[REQUEST] what‘s the difference of pipeline Parallelism between deepspeed and megatron?
what‘s the difference of pipeline Parallelism between deepspeed and megatron?
They are mostly identical. The megatron implementation is tightly wedded to Megatron-LM, so you cannot use it elsewhere easily. DS's implementation is modular, so you could parallelize other workloads outside of Megatron-DeepSpeed as well.
One difference is that Megatron offers another optimization called 'interleaved/virtual pipelining' which can be enabled by using this argument - https://github.com/NVIDIA/Megatron-LM/blob/main/megatron/arguments.py#L1097.
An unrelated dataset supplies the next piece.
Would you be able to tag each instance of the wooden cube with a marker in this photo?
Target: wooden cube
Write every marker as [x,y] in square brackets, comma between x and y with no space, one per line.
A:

@siddharth9820 thanks for your reply,I have another question about the code,
if not fp16_master_weights_and_gradients: self.single_partition_of_fp32_groups.append(self.parallel_partitioned_bit16_groups[i][partition_id].to( self.device).clone().float().detach()) else: self.single_partition_of_fp32_groups.append(self.parallel_partitioned_bit16_groups[i][partition_id].to( self.device).clone().half().detach()) self.single_partition_of_fp32_groups[ i].requires_grad = True # keep this in case internal optimizer uses it
single_partition_of_fp32_groups is detached ,
and then set single_partition_of_fp32_groups grad enable,
I feel confused about the code , why the tensor is detached ,and set grad enable again?